Verizon stock price snaps 7-day run as consumer chief exit sharpens focus on turnaround

New York, February 6, 2026, 21:06 EST — Market’s final bell has sounded.

  • Verizon slipped 1.68% to finish at $46.31 on Friday, snapping a run of seven straight winning sessions.
  • The shares ended the session roughly 2.7% off the one-year peak reached just the day before.
  • Next week, investors are eyeing shifts at the top and tracking if the pace of subscriber growth keeps up.

Verizon Communications Inc dropped 1.7% to $46.31 on Friday, ending a seven-session rally and retreating from the one-year peak it hit just the day before.

After a surge in late January that hauled the stock into the mid-$40s, Verizon slipped. Shares have added roughly 16% since closing at $39.81 on January 29, so there’s not much margin left for errors as traders line up for the coming week.

Verizon’s consumer arm is seeing fresh leadership turnover, as CEO Dan Schulman’s shakeup continues. Consumer chief Sowmyanarayan Sampath will exit, sticking around until March 31, with Chief Transformation Officer Alfonso Villanueva stepping in as interim head, according to the company. Restructuring moves flagged by Verizon include job cuts and tweaks to its retail footprint. All this comes after a January outage that triggered an FCC investigation and forced the company to issue customer credits.

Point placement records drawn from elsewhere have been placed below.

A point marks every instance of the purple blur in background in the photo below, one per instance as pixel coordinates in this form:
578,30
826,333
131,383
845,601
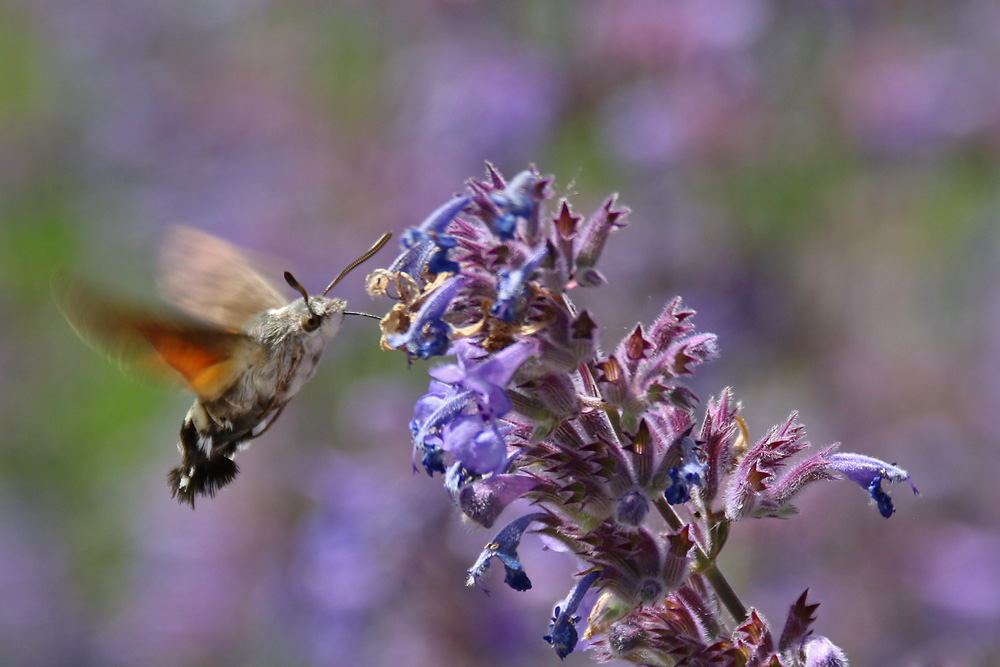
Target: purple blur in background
819,182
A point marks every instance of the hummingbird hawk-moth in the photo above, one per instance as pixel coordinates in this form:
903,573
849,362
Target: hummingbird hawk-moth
235,342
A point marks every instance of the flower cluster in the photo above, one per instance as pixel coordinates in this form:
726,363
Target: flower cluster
607,445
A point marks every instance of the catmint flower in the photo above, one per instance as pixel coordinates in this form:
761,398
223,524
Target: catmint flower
512,288
821,652
504,548
427,243
869,472
427,335
562,630
608,445
686,474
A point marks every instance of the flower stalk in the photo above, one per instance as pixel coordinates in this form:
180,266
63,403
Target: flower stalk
534,408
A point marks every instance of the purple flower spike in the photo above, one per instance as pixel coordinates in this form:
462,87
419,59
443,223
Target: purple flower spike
427,245
512,288
484,500
427,335
562,631
687,474
476,445
512,204
487,379
869,472
504,547
821,652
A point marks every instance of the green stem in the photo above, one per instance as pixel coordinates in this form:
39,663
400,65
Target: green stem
706,566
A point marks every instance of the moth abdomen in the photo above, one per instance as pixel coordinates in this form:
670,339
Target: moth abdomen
202,471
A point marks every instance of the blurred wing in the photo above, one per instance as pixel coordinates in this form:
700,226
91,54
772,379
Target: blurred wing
213,281
208,359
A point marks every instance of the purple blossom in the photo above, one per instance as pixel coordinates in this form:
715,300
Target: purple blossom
532,409
686,474
428,335
869,472
562,631
504,548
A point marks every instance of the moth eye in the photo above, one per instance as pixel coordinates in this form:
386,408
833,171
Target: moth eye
309,323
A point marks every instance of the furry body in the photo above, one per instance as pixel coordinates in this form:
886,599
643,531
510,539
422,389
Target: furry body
279,357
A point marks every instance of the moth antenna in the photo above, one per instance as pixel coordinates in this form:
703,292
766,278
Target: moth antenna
371,251
351,312
294,284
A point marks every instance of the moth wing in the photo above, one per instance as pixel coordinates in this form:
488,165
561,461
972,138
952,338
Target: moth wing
208,359
212,280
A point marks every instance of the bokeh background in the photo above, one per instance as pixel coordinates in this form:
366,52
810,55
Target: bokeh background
818,180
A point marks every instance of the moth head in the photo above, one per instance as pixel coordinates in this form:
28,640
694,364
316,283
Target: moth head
316,314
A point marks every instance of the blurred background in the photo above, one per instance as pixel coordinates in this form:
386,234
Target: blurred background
818,180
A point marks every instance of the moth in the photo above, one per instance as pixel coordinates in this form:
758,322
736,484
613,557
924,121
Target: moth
234,341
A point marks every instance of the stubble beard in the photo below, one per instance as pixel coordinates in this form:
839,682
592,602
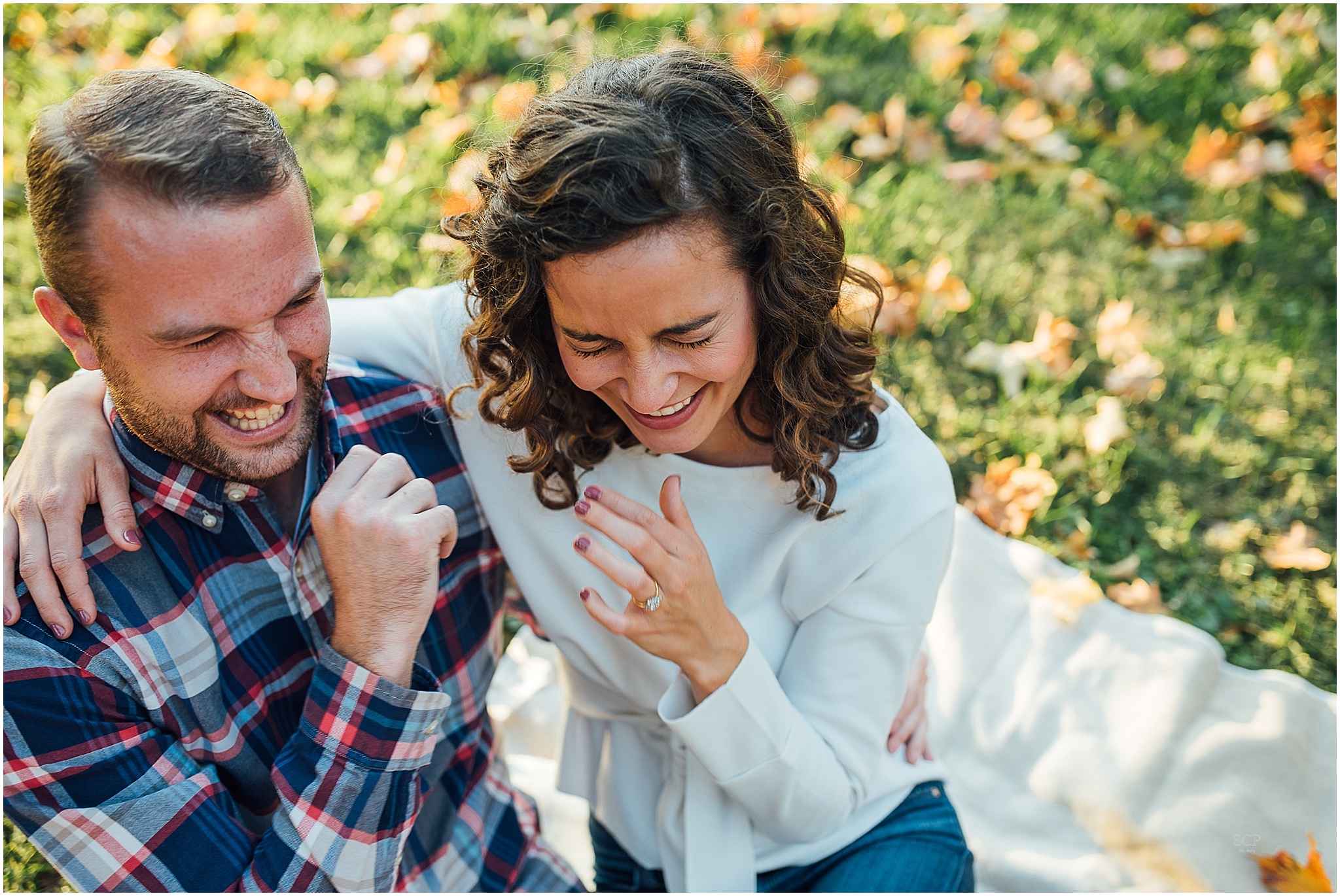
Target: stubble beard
188,439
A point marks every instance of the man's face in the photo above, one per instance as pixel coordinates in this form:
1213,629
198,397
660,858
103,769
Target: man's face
213,328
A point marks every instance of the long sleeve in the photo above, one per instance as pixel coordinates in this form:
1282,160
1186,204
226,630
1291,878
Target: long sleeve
117,801
412,334
807,742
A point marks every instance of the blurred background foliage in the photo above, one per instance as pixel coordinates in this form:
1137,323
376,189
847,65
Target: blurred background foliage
1107,237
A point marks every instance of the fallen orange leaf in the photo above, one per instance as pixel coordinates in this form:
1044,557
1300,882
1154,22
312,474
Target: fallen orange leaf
1281,872
1295,551
1011,491
1122,331
512,99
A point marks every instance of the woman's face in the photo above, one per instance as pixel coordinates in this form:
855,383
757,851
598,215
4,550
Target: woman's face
662,328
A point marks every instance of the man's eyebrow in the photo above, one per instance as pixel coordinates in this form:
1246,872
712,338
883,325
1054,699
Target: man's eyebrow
188,334
679,330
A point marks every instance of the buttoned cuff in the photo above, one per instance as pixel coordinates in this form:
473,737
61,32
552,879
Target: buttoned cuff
740,726
369,719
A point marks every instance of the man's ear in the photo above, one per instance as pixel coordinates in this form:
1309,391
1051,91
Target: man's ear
67,326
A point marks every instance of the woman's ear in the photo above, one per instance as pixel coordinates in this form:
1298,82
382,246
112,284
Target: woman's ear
67,326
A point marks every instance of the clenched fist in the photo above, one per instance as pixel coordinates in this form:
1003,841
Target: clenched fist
381,534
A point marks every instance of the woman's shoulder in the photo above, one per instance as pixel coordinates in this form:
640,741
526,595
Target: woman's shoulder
414,332
902,476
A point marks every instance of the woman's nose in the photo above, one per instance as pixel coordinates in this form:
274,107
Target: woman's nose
650,386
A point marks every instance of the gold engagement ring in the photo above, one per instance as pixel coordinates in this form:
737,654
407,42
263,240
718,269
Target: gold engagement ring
653,602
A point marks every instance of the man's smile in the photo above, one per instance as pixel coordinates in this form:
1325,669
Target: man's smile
255,418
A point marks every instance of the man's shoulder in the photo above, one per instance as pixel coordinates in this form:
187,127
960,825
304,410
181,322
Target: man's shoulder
389,413
129,587
361,381
370,402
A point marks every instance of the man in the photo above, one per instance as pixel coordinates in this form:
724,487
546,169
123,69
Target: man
241,708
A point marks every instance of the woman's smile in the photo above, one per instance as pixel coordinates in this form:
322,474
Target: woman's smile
671,415
662,328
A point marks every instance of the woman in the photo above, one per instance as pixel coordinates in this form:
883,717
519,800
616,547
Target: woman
649,320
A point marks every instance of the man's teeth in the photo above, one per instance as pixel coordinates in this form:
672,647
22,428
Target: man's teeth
671,409
254,418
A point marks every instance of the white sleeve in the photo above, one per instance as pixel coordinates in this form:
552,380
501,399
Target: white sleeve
800,749
414,334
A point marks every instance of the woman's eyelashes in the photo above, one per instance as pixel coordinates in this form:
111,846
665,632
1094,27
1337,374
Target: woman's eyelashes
593,353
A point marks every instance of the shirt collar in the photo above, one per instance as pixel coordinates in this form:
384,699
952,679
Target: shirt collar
198,496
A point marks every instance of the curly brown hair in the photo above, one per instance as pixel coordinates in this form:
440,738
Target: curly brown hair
646,143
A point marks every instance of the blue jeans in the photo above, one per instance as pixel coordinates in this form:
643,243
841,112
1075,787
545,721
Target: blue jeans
917,848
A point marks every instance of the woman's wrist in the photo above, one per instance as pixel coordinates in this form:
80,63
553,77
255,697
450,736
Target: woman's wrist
712,668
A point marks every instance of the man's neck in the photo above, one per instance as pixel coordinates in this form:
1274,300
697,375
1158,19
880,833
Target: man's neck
286,493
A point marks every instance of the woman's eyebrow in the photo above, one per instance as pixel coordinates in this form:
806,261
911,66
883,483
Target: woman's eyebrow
679,330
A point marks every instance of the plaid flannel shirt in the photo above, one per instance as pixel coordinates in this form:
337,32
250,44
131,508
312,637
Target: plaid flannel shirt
203,736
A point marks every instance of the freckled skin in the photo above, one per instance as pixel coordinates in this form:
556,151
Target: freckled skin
629,295
234,271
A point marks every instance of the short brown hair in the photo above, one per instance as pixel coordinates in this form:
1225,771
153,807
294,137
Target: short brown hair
649,143
175,135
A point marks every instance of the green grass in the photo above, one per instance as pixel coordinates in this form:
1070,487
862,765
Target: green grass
1244,433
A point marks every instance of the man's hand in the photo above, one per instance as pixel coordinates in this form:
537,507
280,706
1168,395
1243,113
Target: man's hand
381,534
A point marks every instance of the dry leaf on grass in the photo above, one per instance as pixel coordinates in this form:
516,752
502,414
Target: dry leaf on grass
1067,596
941,50
1047,355
1052,339
973,124
1107,426
1122,331
1260,113
923,143
1029,125
1281,872
1008,494
1140,596
1137,378
1010,363
1068,78
1165,61
1218,160
1296,551
898,309
512,99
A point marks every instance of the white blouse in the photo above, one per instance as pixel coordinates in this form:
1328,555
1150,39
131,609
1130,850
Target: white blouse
783,765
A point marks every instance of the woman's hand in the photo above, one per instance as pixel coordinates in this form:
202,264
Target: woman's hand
692,627
910,725
69,461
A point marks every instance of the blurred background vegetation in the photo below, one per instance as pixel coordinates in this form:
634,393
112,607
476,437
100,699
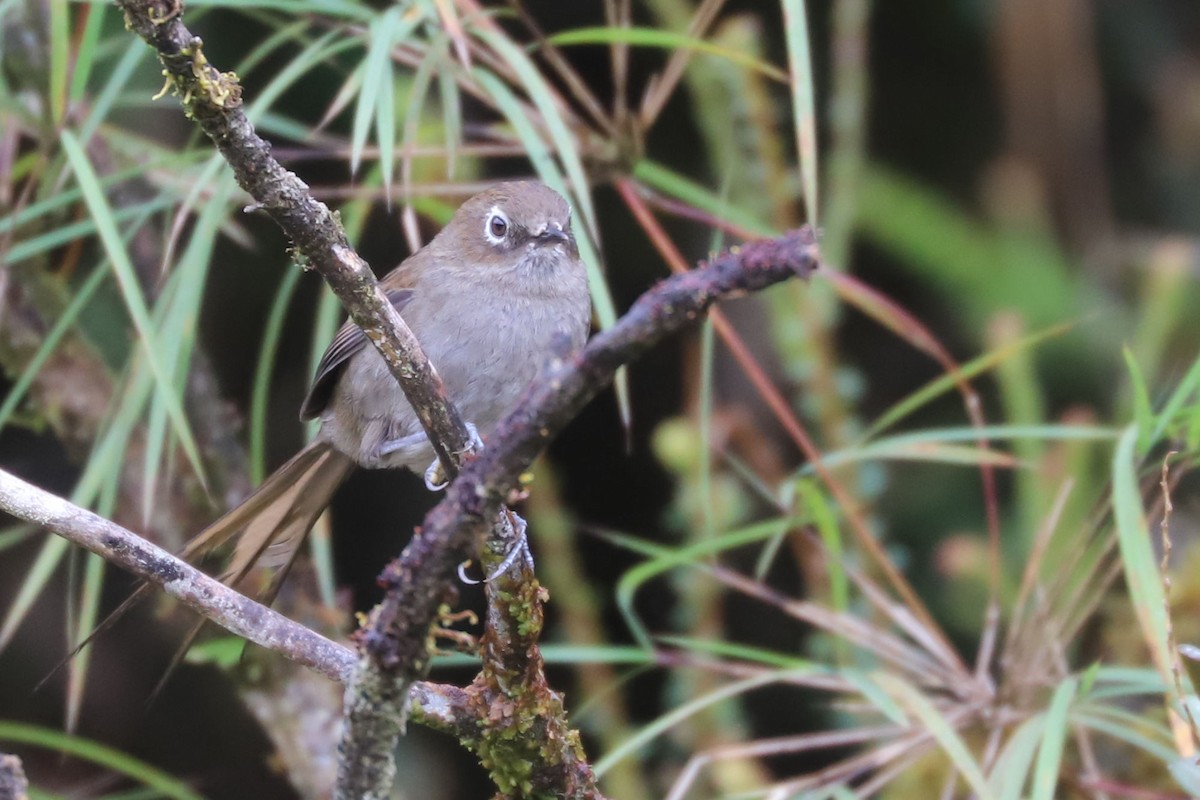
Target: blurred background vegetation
802,555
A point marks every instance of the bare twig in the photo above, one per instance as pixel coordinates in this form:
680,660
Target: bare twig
396,649
12,779
178,578
395,638
213,100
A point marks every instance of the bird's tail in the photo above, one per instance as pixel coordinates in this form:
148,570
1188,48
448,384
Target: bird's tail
273,522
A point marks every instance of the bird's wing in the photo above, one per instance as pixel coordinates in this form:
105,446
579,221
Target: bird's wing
349,340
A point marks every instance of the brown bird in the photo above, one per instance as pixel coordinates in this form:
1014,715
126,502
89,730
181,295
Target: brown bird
490,298
487,298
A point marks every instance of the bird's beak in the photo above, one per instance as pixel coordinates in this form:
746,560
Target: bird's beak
553,235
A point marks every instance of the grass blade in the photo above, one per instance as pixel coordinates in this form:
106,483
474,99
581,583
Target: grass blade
131,292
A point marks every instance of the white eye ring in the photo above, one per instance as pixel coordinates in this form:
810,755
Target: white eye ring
496,227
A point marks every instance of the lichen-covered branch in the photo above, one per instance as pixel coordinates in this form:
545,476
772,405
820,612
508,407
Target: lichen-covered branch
213,98
546,751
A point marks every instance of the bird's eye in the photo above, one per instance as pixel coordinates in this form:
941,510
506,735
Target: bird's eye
498,227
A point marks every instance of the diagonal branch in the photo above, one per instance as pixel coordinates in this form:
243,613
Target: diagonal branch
213,100
396,653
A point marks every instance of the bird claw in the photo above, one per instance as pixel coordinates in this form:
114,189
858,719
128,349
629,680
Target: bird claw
519,551
436,477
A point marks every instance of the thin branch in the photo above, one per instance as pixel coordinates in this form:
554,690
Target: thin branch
395,638
178,578
213,100
439,707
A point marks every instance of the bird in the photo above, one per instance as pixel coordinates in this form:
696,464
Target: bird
492,298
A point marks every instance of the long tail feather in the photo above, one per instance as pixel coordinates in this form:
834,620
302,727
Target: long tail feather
273,522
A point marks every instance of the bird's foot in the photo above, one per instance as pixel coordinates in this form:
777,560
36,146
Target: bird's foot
436,477
520,549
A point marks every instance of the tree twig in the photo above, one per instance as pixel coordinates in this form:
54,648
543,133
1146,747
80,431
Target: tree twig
513,671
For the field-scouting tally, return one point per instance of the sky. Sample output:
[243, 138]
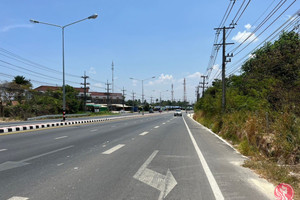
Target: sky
[168, 39]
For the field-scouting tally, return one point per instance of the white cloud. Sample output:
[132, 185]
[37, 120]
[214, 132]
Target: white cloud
[10, 27]
[92, 70]
[98, 85]
[162, 79]
[216, 67]
[252, 55]
[241, 36]
[194, 75]
[248, 26]
[134, 82]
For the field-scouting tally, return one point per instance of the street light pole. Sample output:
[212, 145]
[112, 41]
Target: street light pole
[160, 97]
[142, 90]
[63, 52]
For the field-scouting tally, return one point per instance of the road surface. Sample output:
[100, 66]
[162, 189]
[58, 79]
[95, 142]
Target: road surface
[151, 157]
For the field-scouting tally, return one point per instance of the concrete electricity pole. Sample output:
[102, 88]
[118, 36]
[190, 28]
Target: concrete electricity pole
[224, 64]
[107, 95]
[112, 78]
[85, 89]
[123, 97]
[133, 101]
[203, 84]
[172, 93]
[197, 92]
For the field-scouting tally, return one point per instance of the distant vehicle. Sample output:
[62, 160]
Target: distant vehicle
[177, 112]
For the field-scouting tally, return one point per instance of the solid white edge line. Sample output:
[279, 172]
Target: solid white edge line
[18, 198]
[115, 148]
[216, 135]
[211, 179]
[61, 137]
[144, 133]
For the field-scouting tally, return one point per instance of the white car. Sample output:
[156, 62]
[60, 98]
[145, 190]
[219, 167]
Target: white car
[177, 112]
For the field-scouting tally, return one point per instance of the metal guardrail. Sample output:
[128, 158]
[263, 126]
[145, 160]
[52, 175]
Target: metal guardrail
[55, 116]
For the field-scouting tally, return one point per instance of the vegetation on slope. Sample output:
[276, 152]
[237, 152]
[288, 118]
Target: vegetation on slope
[262, 116]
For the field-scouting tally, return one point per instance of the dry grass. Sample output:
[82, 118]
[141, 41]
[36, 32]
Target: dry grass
[276, 174]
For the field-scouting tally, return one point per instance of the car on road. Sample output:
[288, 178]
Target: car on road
[177, 112]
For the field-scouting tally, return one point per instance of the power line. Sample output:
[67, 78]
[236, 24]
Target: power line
[278, 31]
[33, 64]
[267, 27]
[278, 6]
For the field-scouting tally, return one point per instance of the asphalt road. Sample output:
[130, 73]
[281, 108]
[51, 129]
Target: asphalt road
[151, 157]
[6, 124]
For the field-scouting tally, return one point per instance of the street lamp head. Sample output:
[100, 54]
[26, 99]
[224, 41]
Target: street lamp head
[34, 21]
[94, 16]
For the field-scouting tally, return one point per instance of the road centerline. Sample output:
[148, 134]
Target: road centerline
[211, 179]
[58, 138]
[115, 148]
[144, 133]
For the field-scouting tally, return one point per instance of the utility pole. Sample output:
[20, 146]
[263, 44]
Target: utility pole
[85, 89]
[203, 84]
[224, 64]
[107, 95]
[112, 76]
[133, 101]
[197, 92]
[123, 97]
[172, 92]
[184, 92]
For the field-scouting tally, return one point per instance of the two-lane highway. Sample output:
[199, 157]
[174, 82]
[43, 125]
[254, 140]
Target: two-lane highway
[150, 157]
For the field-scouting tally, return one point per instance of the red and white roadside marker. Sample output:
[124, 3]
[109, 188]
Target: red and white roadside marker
[284, 191]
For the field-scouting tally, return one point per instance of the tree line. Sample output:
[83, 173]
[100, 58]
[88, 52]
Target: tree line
[263, 102]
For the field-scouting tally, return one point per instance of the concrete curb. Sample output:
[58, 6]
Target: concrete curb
[24, 127]
[220, 138]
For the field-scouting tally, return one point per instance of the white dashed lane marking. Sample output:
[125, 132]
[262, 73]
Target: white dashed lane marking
[144, 133]
[61, 137]
[18, 198]
[115, 148]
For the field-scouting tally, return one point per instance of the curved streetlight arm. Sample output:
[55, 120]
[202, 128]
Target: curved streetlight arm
[90, 17]
[38, 22]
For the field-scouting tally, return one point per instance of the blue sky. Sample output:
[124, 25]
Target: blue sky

Schulman, in a message to staff, called this “a critical inflection point” for Verizon and said the move at the top aims to accelerate changes visible to customers. Verizon

Shares climbed after Verizon posted solid operating numbers and laid out fresh targets. The company reported 616,000 postpaid phone net adds in the fourth quarter of 2025—a closely watched gauge of wireless subscriber gains. For 2026, Verizon expects retail postpaid phone net additions to land between 750,000 and 1 million. Management also projected adjusted EPS of $4.90 to $4.95, along with free cash flow at or above $21.5 billion.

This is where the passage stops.